Pierre Mitchell (1687-1740) est un industriel bordelais, fondateur de la verrerie royale de Bordeaux, qui devient la plus grande productrice de bouteilles en France.

D'abord charpentier de barriques, Mitchell fonde en 1723 la première verrerie bordelaise. Il en développe la production et la commercialisation, et en fait la principale fabrique de bouteilles en France. Il est le créateur de plusieurs formes de bouteilles, notamment la caractéristique bordelaise qui a encore la même forme de nos jours.

Il obtient que sa verrerie soit promue manufacture royale en 1738, sous le nom de « Verrerie royale de Bordeaux », avec privilège d'exclusivité. Il en développe l'industrie et le négoce, se lance par ailleurs dans l'armement de navires et le commerce maritime. Il crée aussi le domaine viticole du Château du Tertre.

Biographie[modifier | modifier le code]

Origine anglaise et irlandaise[modifier | modifier le code]
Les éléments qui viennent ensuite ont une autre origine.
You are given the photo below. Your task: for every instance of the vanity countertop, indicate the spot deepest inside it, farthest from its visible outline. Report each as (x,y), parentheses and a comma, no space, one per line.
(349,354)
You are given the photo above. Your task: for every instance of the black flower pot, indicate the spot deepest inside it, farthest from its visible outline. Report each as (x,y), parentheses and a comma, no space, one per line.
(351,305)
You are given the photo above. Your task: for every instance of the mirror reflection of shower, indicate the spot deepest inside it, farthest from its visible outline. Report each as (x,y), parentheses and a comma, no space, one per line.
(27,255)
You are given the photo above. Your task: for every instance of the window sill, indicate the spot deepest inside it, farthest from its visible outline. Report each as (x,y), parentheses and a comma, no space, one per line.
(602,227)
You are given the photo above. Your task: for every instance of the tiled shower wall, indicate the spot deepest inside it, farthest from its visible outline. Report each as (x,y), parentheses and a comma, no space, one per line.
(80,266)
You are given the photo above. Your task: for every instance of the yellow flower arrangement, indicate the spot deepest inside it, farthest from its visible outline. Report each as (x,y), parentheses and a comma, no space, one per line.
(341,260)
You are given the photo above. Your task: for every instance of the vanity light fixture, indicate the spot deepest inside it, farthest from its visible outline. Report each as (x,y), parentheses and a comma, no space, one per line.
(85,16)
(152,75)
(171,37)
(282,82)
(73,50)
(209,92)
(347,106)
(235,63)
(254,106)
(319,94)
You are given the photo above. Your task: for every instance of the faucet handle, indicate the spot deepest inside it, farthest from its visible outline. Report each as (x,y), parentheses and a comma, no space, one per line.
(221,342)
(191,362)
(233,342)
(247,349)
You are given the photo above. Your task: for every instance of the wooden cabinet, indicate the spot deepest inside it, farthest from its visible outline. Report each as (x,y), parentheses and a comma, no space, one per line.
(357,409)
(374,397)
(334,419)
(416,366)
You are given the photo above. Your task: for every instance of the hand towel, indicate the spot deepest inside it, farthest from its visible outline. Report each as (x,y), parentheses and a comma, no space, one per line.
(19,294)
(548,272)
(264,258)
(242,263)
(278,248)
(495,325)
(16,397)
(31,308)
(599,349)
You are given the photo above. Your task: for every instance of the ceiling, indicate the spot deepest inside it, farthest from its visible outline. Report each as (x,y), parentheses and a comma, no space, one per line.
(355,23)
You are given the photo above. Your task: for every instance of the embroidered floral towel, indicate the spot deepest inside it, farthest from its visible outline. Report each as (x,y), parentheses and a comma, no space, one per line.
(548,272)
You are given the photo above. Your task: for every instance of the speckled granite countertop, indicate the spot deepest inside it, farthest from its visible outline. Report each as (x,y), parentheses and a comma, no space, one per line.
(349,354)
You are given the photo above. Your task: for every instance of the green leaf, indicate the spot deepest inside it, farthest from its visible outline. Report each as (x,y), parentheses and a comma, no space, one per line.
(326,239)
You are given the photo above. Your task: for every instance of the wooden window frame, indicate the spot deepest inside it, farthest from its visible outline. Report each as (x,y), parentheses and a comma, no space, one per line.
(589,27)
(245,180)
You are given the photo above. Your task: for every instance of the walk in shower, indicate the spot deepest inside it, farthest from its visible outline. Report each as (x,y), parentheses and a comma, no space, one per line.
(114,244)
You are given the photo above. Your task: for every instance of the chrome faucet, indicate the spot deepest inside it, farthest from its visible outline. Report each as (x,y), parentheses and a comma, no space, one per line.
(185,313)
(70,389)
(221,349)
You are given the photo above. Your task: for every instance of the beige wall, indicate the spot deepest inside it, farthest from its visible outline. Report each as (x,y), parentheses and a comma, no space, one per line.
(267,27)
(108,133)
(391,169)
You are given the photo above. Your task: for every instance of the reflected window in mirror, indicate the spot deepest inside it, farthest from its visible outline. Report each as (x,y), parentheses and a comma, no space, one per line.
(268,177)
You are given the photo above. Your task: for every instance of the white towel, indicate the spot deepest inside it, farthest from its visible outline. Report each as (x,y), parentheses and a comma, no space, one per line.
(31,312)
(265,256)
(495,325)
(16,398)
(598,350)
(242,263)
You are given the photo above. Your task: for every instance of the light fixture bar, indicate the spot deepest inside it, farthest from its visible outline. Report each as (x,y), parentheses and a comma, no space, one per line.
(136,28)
Issu d'une ancienne famille anglaise établie en Irlande, Pierre Mitchell est le fils de Jean Mitchell, écuyer, et d'Elisabeth O'Connel ; il est le petit-fils de Lawrence Mitchell, écuyer, de filiation noble depuis le XIVe siècle[1]. Pierre est baptisé à Dublin le 4 février 1687. Son père s'engage, lors de la Glorieuse Révolution, du côté des Stuart ; à la suite de la déroute des partisans du roi Jacques II d'Angleterre, il fait partie des nombreux réfugiés jacobites à le suivre dans son repli en France.

La verrerie[modifier | modifier le code]

La verrerie créée par Mitchell se repère de loin avec sa grande cheminée en forme de cône. Gravure de 1830.

Pierre Mitchell se fixe dans le Bordelais. Il y est d'abord charpentier de barriques. La modestie de sa condition se reflète dans son contrat de mariage, où il reconnaît humblement qu'il n'a rien d'autre à proposer que ses compétences dans son métier[2].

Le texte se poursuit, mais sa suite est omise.